University College London solar physicist Nawin Ngampoopun said he found the new study enlightening. “We have not fully agreed on what mechanism is actually driving the solar wind,” he said. “For me, it’s a very strong argument based on the data that the solar wind is coming from reconnection.”

Observations and simulations of these bursts also elucidate why the wind is less gusty far from the Sun. Reconnection produces turbulence in the coronal plasma, but like a mountain whitewater stream calms when it reaches the plains, the solar magnetic field becomes less chaotic away from the Sun’s surface, smoothing the outflow of particles.

“Understanding magnetic reconnection and how it energizes plasma is important, as it’s a process that occurs in planetary magnetospheres as well,” said Hayley Williamson, a scientist at the Swedish Institute of Space Physics. This work has implications far from the Sun, she noted, including the interactions of the solar wind with Mercury and comets. “[The researchers] show reconnection directly energizes plasma.”
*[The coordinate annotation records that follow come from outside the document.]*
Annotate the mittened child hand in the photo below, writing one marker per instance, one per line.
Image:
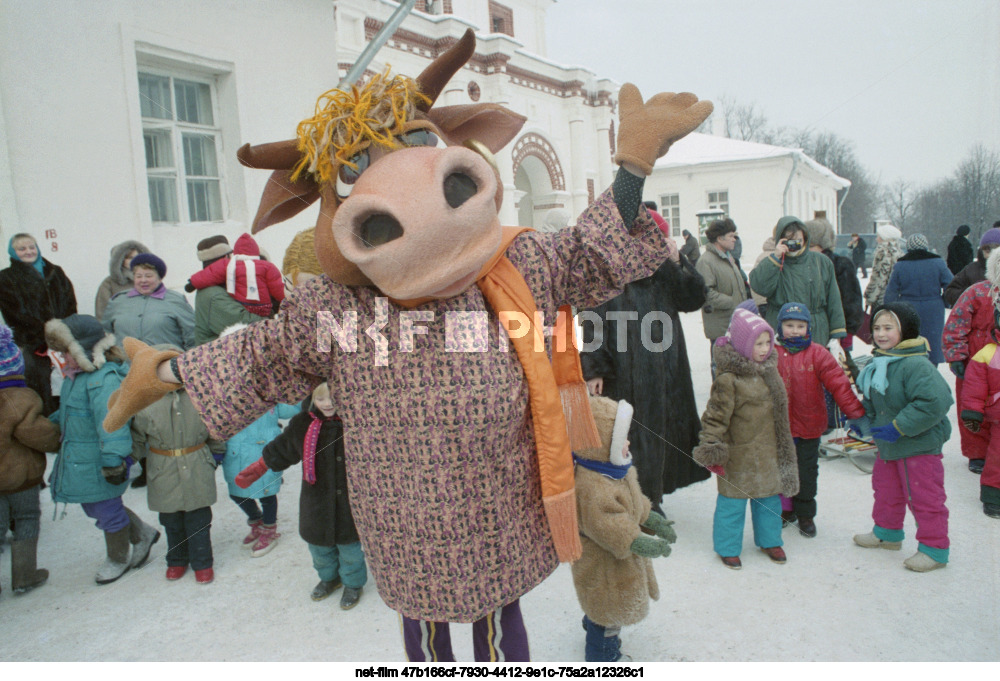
(860, 427)
(661, 526)
(650, 547)
(888, 432)
(115, 475)
(251, 473)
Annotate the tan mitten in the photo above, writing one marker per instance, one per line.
(141, 386)
(647, 130)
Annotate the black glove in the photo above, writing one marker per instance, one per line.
(958, 368)
(115, 475)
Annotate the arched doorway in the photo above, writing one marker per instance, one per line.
(538, 174)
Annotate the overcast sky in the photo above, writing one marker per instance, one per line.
(913, 83)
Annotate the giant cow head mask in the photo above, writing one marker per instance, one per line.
(409, 193)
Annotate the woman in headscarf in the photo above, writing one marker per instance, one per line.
(33, 291)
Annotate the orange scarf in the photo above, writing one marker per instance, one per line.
(508, 294)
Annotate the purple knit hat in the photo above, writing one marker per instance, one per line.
(744, 328)
(991, 237)
(11, 359)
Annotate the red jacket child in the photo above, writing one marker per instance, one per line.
(806, 372)
(253, 282)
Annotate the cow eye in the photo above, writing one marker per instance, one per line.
(420, 138)
(347, 176)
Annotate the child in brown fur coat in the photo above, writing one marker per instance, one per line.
(614, 577)
(746, 440)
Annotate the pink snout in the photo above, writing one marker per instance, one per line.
(421, 221)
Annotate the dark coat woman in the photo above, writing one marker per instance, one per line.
(918, 278)
(325, 517)
(658, 383)
(32, 293)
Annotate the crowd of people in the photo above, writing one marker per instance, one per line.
(772, 332)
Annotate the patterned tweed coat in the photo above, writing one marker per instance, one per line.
(441, 461)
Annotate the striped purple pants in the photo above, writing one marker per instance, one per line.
(498, 637)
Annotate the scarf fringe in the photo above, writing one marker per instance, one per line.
(579, 418)
(560, 510)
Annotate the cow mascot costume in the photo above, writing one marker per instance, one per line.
(429, 325)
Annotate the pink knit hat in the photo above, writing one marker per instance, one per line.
(744, 328)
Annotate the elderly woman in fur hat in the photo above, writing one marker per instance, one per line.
(92, 466)
(614, 577)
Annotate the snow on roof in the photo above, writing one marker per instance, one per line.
(698, 149)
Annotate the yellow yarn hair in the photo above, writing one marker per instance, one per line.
(345, 122)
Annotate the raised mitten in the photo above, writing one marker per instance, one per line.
(141, 386)
(650, 547)
(647, 130)
(660, 526)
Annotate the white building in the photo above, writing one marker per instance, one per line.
(755, 184)
(120, 119)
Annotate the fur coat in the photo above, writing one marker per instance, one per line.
(613, 584)
(745, 429)
(657, 382)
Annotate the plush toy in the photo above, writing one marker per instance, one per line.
(614, 577)
(429, 326)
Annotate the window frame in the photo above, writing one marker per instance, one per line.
(178, 130)
(670, 209)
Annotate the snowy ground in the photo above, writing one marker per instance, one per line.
(832, 601)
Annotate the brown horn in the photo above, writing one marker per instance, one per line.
(271, 156)
(439, 72)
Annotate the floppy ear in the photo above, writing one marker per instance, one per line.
(493, 125)
(283, 198)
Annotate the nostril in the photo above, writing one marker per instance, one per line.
(379, 229)
(459, 188)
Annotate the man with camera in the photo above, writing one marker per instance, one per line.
(793, 273)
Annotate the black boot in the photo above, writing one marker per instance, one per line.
(142, 537)
(117, 563)
(24, 571)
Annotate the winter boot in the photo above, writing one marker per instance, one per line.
(25, 574)
(601, 647)
(870, 541)
(265, 542)
(921, 562)
(324, 589)
(140, 480)
(251, 539)
(142, 538)
(117, 563)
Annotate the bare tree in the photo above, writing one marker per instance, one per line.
(899, 203)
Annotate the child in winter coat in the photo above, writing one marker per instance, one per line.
(257, 284)
(969, 329)
(806, 369)
(614, 577)
(907, 401)
(746, 440)
(980, 412)
(92, 466)
(315, 437)
(181, 478)
(25, 435)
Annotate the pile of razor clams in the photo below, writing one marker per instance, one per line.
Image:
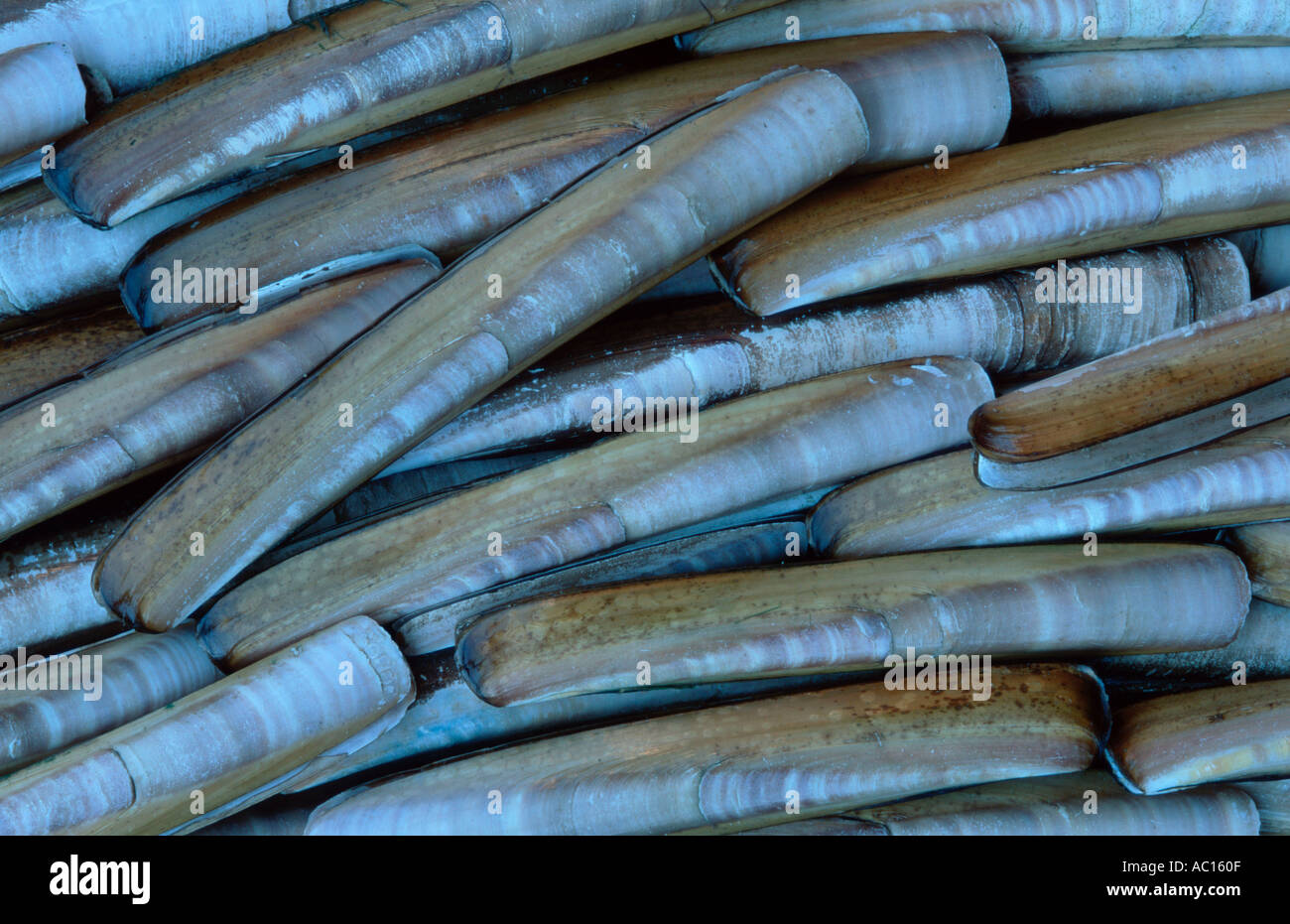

Ngampoopun highlighted the need for more solar probes in the wake of the new data because spacecraft located at Earth distances can see only one side of the Sun at a given time and close-up views provide details about a very narrow region of the solar surface. However, the new observations set the terms for future studies, potentially helping scientists understand both the basic processes driving solar wind and how storms affecting Earth originate.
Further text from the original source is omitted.